Our lucky pig stealing my smoke's




And a group pic.....


----------



## t-bone tim (Sep 18, 2007)

Very kewl , you did good ,congrats ,looks like a great time was had ya'll


----------



## pigcicles (Sep 18, 2007)

Congrats to the team! Good looking turn ins too. Keep your eye on that pesky pig.. he'll be smokin everything in sight.


----------



## ga.roadhog (Sep 18, 2007)

Saturday is my first comp with the new Lang.  I hope I can do as well first time out.  Great que view 
	

	
	
		
		



		
		
	


	





 !


----------



## peculiarmike (Sep 18, 2007)

Once again, ya'll done good.
Bud, how did the salad thing work for rib turn-in prep? Easy huh???
And that, that..... that banner!
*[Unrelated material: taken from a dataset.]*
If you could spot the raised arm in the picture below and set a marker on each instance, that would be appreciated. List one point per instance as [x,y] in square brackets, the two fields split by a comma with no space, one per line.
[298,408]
Coff, Coff, Gasp!


----------



## ba_loko (Sep 18, 2007)

That's outstanding looking grub!  Ya done good!!


----------



## gypsyseagod (Sep 18, 2007)

great job guys......


----------



## bud's bbq (Sep 18, 2007)

The rib turn in did not work as well as it did in Clinton Mo.
	

	
	
		
		



		
		
	


	





Silver Lake was a beautiful venue and it was great to meet JohnD, his lovely wife Karen along with Teacup and his better half, Geoff the Crewe man, Bubba's much better half Cindy and daughter Riley and great people of West Michigan.


----------



## coleysmokinbbq (Sep 18, 2007)

Great Job!!...
	

	
	
		
		



		
		
	


	





 Great lookin' turn-ins too!!...

Congratulations Guys!!...


----------



## richtee (Sep 18, 2007)

I gotta make some time and head out there next year. Sounds like agreat time.  Good job, folks!


----------



## hawgheaven (Sep 18, 2007)

Congrats to you Smokin' Scotmen! Y'all done great, food looked fantastic, I wish I coulda been there in the group shot with ya'!


----------